What is perhaps less well known is to what extent the engine contributed to increased torsional stiffness of the assembly: I for one have not been able to find anything on this subject. Of course, the figures for the cars of that era have surely been improved upon, by at least an order of magnitude, with the developments since then: the substitution of bonded aluminium sandwich for plain riveted aluminium sheet probably the first major step forward, this material in turn superseded by the moulded carbon-fibre-reinforced plastics that have long since become universal. The contribution of the engine is a lot harder to evaluate, not much relevant information ever having been made public, as it appears.
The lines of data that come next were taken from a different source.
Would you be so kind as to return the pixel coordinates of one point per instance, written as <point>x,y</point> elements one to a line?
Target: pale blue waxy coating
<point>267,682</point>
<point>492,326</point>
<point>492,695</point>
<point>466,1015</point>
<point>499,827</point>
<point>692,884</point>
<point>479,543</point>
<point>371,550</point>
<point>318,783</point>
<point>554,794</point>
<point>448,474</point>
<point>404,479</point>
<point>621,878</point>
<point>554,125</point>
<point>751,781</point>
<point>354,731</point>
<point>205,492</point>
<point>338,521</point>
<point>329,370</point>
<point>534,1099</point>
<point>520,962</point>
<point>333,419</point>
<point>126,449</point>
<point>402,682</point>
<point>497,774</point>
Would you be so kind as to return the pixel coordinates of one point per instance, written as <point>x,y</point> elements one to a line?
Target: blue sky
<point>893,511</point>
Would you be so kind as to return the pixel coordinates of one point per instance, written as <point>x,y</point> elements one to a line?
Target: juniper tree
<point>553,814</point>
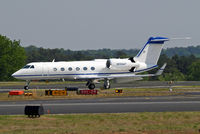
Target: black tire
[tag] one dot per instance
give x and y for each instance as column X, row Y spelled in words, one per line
column 91, row 86
column 26, row 87
column 106, row 87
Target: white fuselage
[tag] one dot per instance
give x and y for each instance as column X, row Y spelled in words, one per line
column 78, row 69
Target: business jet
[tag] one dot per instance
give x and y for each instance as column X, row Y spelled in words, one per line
column 98, row 69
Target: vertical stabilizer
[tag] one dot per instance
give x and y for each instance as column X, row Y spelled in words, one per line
column 150, row 53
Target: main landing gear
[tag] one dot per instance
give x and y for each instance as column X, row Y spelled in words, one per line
column 27, row 84
column 106, row 84
column 90, row 85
Torsional stiffness is actually only one aspect of chassis performance, bending stiffness in both longitudinal planes being probably of no less significance. Aerodynamic loads have certainly seen to that, their fore-and-aft distribution just as important as their considerable magnitude. Together with the weight distribution, the aerodynamic forces directly influence the bending moments in the vertical plane, and indirectly, through the cornering loads at each tyre contact patch, those in the horizontal plane. In fact, as the aerodynamic loads are symmetrical across the width of the car, it seems logical that they don’t contribute at all to torsional loading, so that the magnitude of these should not be radically different to those of 50 years ago.
Has anyone seen any figures and/or informed discussion of these matters in any published work? I imagine that it would have to be authored by someone with a background in racing car design and construction (as opposed to the enthusiastic amateurs we are all familiar with): Peter Wright, Gordon Murray and Adrian Newey come to mind, among a host of other true professionals in the field.